You’re reputation is what you’re known for. And what you’re known for is a result of what you eat, sleep, and breath in everything you do for your business:
- social media posts
- newsletters
- blog content
- YouTube videos
- presentations & speaking gigs
- your systems & customer experience
- how you interact with people at networking events
Your reputation is what people need to associate you with.
People will associate you with what they see you care about with fervor.
When you prioritize building a reputation, your ideas will come into alignment more easily, your marketing message will be easier to convey, and you’ll become better at saying ‘yes’ to what matters and ‘no’ to what doesn’t.
Here are some powerful, but simple questions to help you clarify the reputation you want to build:
- What do you care about?
- What do you want to be known for?
- How do you want customers to talk about you to their friends or other potential customers?
Close your eyes and envision this.
Get clear about it.
Feel the energy of deep alignment around it.
Your reputation should make you feel proud and alive, not burdened with an obligation that feels un-fun, but necessary.
Let your reputation act as a strong foundation.
It can be the energy source that everything in your business connects to for life support. Your programs, your packages, your presentations, your marketing, what you say in your sales calls, how you introduce yourself to people…
Give all the limbs of your business a pulse that comes from the heart of your business—the reputation you’re actively cultivating.

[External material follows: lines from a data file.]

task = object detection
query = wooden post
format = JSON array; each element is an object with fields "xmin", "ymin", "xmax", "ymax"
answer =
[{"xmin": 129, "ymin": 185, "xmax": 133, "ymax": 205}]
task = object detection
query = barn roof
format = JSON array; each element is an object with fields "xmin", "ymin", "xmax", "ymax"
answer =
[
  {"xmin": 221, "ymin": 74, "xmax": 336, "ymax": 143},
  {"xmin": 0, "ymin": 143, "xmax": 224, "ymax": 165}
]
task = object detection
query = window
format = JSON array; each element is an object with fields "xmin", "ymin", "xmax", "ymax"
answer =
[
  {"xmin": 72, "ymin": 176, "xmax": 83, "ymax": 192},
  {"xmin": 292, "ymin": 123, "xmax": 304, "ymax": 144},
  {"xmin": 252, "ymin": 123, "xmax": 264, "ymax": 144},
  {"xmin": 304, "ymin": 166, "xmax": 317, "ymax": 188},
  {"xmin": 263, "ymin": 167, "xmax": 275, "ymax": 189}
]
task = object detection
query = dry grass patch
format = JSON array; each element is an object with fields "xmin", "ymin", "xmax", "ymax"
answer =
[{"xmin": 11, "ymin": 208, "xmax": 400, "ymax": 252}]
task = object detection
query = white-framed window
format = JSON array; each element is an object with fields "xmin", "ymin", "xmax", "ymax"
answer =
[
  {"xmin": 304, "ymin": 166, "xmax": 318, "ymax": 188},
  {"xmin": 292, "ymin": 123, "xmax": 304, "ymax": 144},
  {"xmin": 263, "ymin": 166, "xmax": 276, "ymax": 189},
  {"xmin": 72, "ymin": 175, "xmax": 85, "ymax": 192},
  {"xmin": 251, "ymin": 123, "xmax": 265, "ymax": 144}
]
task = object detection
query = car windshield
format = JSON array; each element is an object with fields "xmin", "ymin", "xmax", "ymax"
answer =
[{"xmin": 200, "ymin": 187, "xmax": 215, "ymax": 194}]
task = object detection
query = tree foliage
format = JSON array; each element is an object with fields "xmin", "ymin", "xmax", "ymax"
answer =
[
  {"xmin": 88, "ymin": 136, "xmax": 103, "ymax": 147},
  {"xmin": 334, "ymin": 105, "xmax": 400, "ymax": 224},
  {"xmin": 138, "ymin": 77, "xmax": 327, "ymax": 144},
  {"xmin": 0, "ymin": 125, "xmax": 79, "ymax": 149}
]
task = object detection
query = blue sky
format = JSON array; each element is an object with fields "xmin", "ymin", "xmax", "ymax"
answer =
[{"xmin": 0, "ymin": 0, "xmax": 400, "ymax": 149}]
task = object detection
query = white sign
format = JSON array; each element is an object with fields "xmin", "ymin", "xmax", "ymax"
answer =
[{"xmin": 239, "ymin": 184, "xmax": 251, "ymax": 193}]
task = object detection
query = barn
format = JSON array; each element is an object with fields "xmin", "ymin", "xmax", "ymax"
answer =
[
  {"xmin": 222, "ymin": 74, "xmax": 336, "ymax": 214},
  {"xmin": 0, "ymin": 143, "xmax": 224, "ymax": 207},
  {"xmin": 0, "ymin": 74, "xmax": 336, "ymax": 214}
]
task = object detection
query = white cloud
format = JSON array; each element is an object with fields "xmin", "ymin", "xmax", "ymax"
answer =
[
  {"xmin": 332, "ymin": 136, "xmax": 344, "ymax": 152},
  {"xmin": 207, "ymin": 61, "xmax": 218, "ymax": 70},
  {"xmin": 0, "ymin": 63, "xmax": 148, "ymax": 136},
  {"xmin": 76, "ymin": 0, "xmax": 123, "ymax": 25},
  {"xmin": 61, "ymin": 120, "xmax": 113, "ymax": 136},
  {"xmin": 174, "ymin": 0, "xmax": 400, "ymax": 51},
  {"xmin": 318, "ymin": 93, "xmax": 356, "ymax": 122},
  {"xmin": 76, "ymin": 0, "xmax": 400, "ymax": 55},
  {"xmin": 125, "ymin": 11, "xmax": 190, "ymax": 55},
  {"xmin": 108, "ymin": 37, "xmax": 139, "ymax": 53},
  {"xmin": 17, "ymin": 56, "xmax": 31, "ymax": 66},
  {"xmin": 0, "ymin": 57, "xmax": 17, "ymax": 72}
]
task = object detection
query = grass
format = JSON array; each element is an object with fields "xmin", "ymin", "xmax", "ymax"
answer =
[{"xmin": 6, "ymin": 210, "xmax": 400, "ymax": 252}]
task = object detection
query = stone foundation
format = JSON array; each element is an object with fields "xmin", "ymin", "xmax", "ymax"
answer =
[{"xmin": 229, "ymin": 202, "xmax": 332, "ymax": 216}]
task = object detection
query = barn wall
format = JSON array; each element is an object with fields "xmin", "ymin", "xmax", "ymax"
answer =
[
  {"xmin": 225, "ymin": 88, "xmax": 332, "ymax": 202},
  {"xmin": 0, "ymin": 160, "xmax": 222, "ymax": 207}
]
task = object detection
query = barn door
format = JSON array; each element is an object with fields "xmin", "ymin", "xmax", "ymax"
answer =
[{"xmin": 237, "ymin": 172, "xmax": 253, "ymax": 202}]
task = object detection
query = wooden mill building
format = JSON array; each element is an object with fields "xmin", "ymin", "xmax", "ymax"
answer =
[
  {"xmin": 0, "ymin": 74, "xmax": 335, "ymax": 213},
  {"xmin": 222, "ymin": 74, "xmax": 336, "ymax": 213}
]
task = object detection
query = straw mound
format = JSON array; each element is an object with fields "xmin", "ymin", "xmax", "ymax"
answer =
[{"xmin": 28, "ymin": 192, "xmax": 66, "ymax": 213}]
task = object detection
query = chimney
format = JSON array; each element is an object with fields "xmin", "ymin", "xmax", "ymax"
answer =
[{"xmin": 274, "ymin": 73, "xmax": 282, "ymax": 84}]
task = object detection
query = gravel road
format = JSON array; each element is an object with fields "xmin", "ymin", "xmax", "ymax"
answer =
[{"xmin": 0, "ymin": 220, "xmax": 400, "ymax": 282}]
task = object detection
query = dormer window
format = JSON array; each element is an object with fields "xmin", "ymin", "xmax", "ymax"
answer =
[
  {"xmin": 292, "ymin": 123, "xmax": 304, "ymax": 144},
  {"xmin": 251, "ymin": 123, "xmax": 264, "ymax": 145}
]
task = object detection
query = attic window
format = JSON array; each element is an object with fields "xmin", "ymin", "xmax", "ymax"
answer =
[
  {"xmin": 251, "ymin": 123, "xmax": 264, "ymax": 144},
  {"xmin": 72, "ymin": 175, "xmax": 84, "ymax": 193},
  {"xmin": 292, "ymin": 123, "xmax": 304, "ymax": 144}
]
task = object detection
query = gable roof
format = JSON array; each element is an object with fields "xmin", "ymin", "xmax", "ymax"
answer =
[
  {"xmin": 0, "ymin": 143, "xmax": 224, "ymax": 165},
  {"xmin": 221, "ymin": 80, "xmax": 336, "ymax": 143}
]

If you’ve been feeling scattered and all over the place with your business ideas and efforts (ie. really busy, but not actually making progress)...
Here’s an exercise for you:
1 // Use the questions above to help you identify the reputation you’d like to have.
2 // Write your reputation down on paper as if it’s already real.
3 // Read your reputation aloud every morning. Make this your time to get clear and set your compass. When you read your reputation, you’re defining who you are and what your mission is.
4 // Refer to your reputation often throughout your work day.
This simple exercise will be extremely helpful to you in very specific ways:
- you’ll be less vulnerable to shiny object syndrome
- because you'll be more focused on what matters in your products, packages, presentations, and overall marketing message
- and this will turn you into a better decision-maker—you'll say yes to things that fuel you toward your reputation and no to things that distract you from it
As an example—to help you think about your own reputation—I’ll share mine:
I have a reputation as someone who genuinely cares about helping small business owners create success with their website, marketing copy, and mindset.
That’s it.
I read it every day because it helps me stay focused on what matters to my business. It helps me make decisions about projects, content, and how I use my time. It guides me on the journey I’m taking, the help I’m offering, and the person I’m becoming.
I hope the process of clarifying and building your reputation acts as a springboard to help you get laser focused. I hope it helps you make more powerful choices and take better action with your time and energy. And I especially hope it helps you feel excited to start turning things around one deliberate day at a time!